DUNKERQUE, Nord (Reuters) - Camille Muffat a signé lundi, aux championnats de France de natation à Dunkerque, la meilleure performance mondiale de l'année sur le 400m nage libre, décrochant du même coup son billet pour les Jeux olympiques de Londres où elle sera accompagnée par Coralie Balmy.

Laure Manaudou a toutes les cartes en main pour être aussi du voyage, même si elle n'a signé que le deuxième temps des demi-finales du 100m dos en début de soirée, après avoir dominé les séries du matin.

Muffat a frappé un grand coup et aura probablement marqué les esprits en s'imposant en quatre minutes une seconde et 13 centièmes, améliorant d'une seconde l'ancien record de France établi en 2006 par Laure Manaudou, qui fut championne olympique et du monde de la distance.

"Le record de France n'était pas un objectif. J'étais à la fois contente et surprise à l'arrivée. J'ai fait ce qu'il fallait aujourd'hui, je savais que j'avais beaucoup progressé", a dit la nageuse en sortant du bassin.

Dans une remarque en forme de clin d'oeil, elle n'a pas manqué de rappeler le palmarès de Manaudou sur la distance mais, a-t-elle souligné "pour être championne olympique il faudra nager en 4'01", voire 4'00".

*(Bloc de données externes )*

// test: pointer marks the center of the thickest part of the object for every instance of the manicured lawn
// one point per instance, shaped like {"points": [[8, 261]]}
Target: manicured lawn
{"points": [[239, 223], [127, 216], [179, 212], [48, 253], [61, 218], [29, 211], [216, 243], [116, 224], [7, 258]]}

Bien que battue, Coralie Balmy, qui a couru en 4'05"45, n'en était pas moins ravie d'avoir, elle aussi, décroché son billet pour les JO, son premier objectif sur ces championnats.

MANAUDOU UN PEU DÉÇUE

"Je suis très satisfaite. Je sentais que j'étais en forme depuis ce matin", a dit Balmy avant d'évoquer le record de sa coéquipière.

"Battre le record, cela fait un moment que l'on sait qu'elle peut le faire", a-t-elle dit.

Laure Manaudou était, elle, plus réservée sur sa performance, regrettant d'avoir fait moins bien en demi-finale dans la soirée que le matin en séries.

Après deux années sans compétition et une maternité, elle a signé le meilleur temps des qualifications du matin en 1'00"42, avant de nager en 1'00"58 dans la soirée.

L'ancienne championne olympique du 400m nage libre doit désormais terminer à l'une des deux premières places de la finale, qui sera disputée mardi, pour valider son billet pour Londres.

"Je ne suis pas totalement satisfaite, c'est toujours décevant de faire mieux le matin que l'après-midi, mais l'important est d'avoir fait le temps, c'est vraiment ce qui me stressait le plus", a-t-elle dit.

Ce lundi a également été marqué par le duel entre Camille Lacourt et Jérémy Stravius qui se partagent le titre de champion du monde du 100m dos.

En séries, Lacourt - qui avait déclaré vouloir "marquer des points" sur cette compétition - a signé le meilleur temps en une minute 49"54, devant Stravius et Benjamin Stasiulis, lui aussi en quête d'un billet pour l'Angleterre.

LACOURT DEVANT

En demi-finale, il a récidivé mais a cette fois devancé dans l'ordre Stasiulis et Stravius.

"J'ai montré que je pouvais être performant, maintenant il reste la finale. On verra demain (mardi) dans la bagarre", a dit Lacourt.

Les demi-finales du 200m nage libre, distance à laquelle le champion olympique du 100m Alain Bernard a finalement renoncé, a vu Amaury Leveaux signer le meilleur temps.

Le nageur du Lagardère Paris Racing a remporté sa demi-finale en une minute 47"63, pour devancer Yannick Agnel, champion d'Europe sur 400m et vainqueur de l'autre demi-finale.

Clément Lefert, vice-champion de France de la spécialité, a signé le troisième meilleur temps devant Grégory Mallet, le tenant du titre.

Giacomo Perez-Dortona a échoué dans sa quête d'un billet pour les Jeux olympiques de Londres en dépit du titre décroché sur 100m brasse. Il a échoué à sept centièmes des minima.

Il pourra néanmoins se consoler avec une victoire de prestige sur Hugues Duboscq, triple médaillé olympique et détenteur de 25 titres de champion de France sur la distance, qui ne pouvait plus lui rêver de JO sur la distance après les temps réalisés dimanche en série.

Sur 100m papillon, où aucune des nageuses ne pouvait plus prétendre à un billet olympique, le titre est revenu à Justine Bruno.

En 59"55, elle a pris le meilleur sur Aurore Mongel, la tenante du titre, et Léa Giraudon.